Tal como señala BIS Infotech, los Big Data tendrán un impacto espectacular en el modo en que los centros de datos manejan el tráfico y el procesamiento, teniendo en cuenta las expectativas de manejo en tiempo real del procesamiento por lotes y de flujos de datos. “Para soportar todas estas transacciones/procesos que ocurren en tiempo real, un centro de datos debe disponer de suficiente potencia de procesamiento, entradas y salidas de almacenamiento y ancho de banda de red,” afirma la publicación.

La ecuación de costes

Años atrás, tal potencia de procesamiento habría significado una elevada factura para el centro de datos. A medida que avanza la tecnología, sin embargo, este tipo de capacidad se está convirtiendo en cada vez más asequible tanto para pequeñas y medianas empresas como para empresas de mayor tamaño.

Uno de los factores influyentes es el reconocimiento de que los centros de datos ya no tienen por qué presidir un intercambio para proporcionar el tipo de resultados de baja latencia en tiempo real que exigen los negocios de hoy en día. Esto significa que las instalaciones pueden reubicarse de grandes centros urbanos a áreas residenciales y rurales de costes más bajos.

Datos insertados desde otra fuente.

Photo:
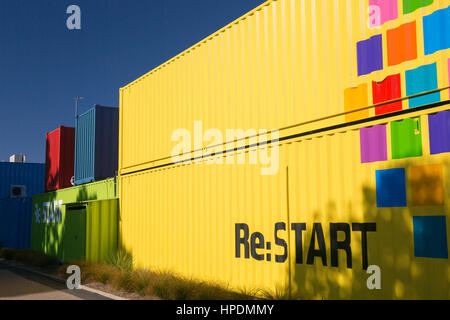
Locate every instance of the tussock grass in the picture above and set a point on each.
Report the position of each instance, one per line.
(280, 293)
(164, 285)
(121, 259)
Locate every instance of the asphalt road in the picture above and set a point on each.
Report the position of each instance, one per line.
(16, 284)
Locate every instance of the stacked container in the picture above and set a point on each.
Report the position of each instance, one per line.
(356, 184)
(77, 223)
(59, 158)
(96, 144)
(18, 183)
(29, 176)
(15, 225)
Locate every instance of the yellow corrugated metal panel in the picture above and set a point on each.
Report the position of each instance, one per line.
(183, 218)
(283, 63)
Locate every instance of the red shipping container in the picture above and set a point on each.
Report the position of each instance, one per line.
(59, 158)
(386, 90)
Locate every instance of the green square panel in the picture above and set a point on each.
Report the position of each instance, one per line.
(412, 5)
(406, 138)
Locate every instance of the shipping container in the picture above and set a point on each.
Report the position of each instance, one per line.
(59, 158)
(26, 176)
(343, 200)
(96, 144)
(15, 223)
(57, 217)
(358, 205)
(90, 231)
(286, 63)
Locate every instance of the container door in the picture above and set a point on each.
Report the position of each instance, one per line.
(74, 234)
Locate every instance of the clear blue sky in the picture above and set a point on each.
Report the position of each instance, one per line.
(43, 65)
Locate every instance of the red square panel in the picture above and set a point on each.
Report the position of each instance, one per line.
(386, 90)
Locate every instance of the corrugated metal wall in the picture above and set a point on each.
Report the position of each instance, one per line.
(30, 175)
(107, 142)
(85, 147)
(183, 218)
(97, 143)
(102, 225)
(285, 63)
(49, 210)
(364, 187)
(15, 223)
(59, 158)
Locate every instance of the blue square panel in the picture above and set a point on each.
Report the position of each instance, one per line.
(430, 237)
(391, 188)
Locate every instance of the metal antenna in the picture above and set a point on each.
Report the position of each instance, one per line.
(76, 105)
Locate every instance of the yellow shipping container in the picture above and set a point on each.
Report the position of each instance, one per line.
(282, 64)
(356, 204)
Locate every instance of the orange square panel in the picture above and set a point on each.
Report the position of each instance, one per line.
(427, 186)
(356, 98)
(402, 44)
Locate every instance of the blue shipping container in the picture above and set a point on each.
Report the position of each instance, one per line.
(30, 175)
(96, 144)
(15, 223)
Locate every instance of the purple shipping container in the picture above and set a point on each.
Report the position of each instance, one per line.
(96, 144)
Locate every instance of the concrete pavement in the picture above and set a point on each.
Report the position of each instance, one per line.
(16, 284)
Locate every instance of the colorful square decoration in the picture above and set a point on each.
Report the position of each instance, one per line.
(406, 138)
(388, 10)
(436, 31)
(373, 144)
(412, 5)
(402, 44)
(356, 98)
(430, 237)
(439, 124)
(388, 89)
(427, 185)
(370, 55)
(420, 80)
(391, 188)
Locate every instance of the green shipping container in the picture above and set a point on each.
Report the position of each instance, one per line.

El estudio de Tariff, por ejemplo, reveló que el precio de los centros de datos el año pasado en Londres era alrededor de un 27 por ciento superior al de los precios en el exterior de la capital, y que los proveedores ofrecen grandes gangas a las compañías en forma de descuentos para incitar a los clientes a abandonar las grandes ciudades.

En los últimos años se ha ido mitigando la preocupación de que estas instalaciones puedan ofrecer un rendimiento inferior a las situadas en ubicaciones más centrales, y es que los profesionales de TI han tenido la oportunidad de comprobar de lo que son capaces.

Según declaraciones del Sr. Day: “Lo que ha ayudado a los clientes son iniciativas como la de Google de establecer su centro de datos en Finlandia. Cuando estás sentado en tu escritorio realizando una búsqueda, ¿crees que la velocidad es tan lenta porque la búsqueda se está realizando en Finlandia?  Para la gran mayoría de la gente, la respuesta es no.”